Large ensembles of earth system models are earth system models that are run repeatedly with small perturbations to initial conditions. These are used to estimate the full spread of potential internal variability in any represented variable and at any point in the past or future.
Particularly in the context of anthropogenically-driven climate change, we are interested in separating internal variability from trends due to anthropogenic forcing. A great benefit of earth system models run in large ensemble mode is that the average response of many ensembles can be taken as an estimate of this forced response, and the remaining spread across ensemble members is an estimate of the range of potential internal variability.

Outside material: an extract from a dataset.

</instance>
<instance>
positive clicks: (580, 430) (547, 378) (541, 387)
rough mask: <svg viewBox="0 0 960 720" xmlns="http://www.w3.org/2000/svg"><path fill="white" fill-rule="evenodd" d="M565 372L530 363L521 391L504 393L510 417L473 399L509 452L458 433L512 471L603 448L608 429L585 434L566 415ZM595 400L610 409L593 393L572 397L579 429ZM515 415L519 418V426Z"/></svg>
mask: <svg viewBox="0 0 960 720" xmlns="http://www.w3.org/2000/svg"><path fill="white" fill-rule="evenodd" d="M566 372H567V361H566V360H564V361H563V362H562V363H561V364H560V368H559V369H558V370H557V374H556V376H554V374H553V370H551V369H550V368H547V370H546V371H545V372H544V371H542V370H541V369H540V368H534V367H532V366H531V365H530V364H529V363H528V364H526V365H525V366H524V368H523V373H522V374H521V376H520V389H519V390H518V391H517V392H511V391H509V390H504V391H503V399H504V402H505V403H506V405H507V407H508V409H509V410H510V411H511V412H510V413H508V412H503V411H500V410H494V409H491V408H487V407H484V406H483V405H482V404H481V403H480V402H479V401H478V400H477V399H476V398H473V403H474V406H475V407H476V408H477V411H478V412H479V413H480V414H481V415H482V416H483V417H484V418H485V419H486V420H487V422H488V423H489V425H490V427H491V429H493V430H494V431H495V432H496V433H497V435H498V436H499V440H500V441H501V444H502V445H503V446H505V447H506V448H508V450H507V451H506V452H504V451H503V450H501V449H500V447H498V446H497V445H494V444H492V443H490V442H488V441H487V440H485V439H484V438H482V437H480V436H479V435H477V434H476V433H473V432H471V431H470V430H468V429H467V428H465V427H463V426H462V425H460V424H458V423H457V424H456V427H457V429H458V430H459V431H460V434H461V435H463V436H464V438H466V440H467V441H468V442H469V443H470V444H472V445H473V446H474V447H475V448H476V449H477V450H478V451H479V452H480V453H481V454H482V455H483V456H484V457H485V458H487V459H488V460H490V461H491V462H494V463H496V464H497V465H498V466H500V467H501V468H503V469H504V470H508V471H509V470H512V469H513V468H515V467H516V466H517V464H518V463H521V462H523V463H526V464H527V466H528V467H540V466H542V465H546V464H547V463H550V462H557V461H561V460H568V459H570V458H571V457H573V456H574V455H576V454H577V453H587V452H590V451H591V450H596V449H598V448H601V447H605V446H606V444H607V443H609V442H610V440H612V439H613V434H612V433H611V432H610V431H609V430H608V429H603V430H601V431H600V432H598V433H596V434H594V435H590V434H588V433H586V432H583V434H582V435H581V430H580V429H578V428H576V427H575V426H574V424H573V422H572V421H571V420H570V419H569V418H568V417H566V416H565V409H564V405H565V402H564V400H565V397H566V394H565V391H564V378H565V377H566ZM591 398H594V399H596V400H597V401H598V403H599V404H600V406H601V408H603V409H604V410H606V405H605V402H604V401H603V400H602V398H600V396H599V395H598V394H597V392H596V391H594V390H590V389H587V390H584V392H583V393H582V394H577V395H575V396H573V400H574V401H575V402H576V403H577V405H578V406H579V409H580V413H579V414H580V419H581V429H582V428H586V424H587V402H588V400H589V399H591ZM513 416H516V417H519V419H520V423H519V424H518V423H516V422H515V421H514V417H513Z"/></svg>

ESM HISTORICAL VS. HISTORICAL
In CMIP5 and CMIP6, a coupled model forced with prescribed atmospheric CO2 concentrations is an historical simulation. If the forcing is CO2 emissions and there is an active carbon cycle that then determines the atmospheric CO2 concentrations, this is called ESM historical.
PREDICTION VS. PROJECTION
Future climates are predicted on short time scales (up to 3 years) and projected on longer time scales using global coupled ocean-ice-land-atmosphere models. Short-term climate prediction works in a similar fashion to a weather forecast: Its skill depends on how well we estimate the initial state. Climate projections employ greenhouse gas emission scenarios, which are based on assumptions about future population growth and emissions per capita. Uncertainties about these projections derive firstly from the scenario uncertainty, secondly from the model uncertainty (error), and finally from internal variability, which a model never reproduces exactly. For both predictions and projections, coupled ocean-ice-land atmosphere models are required.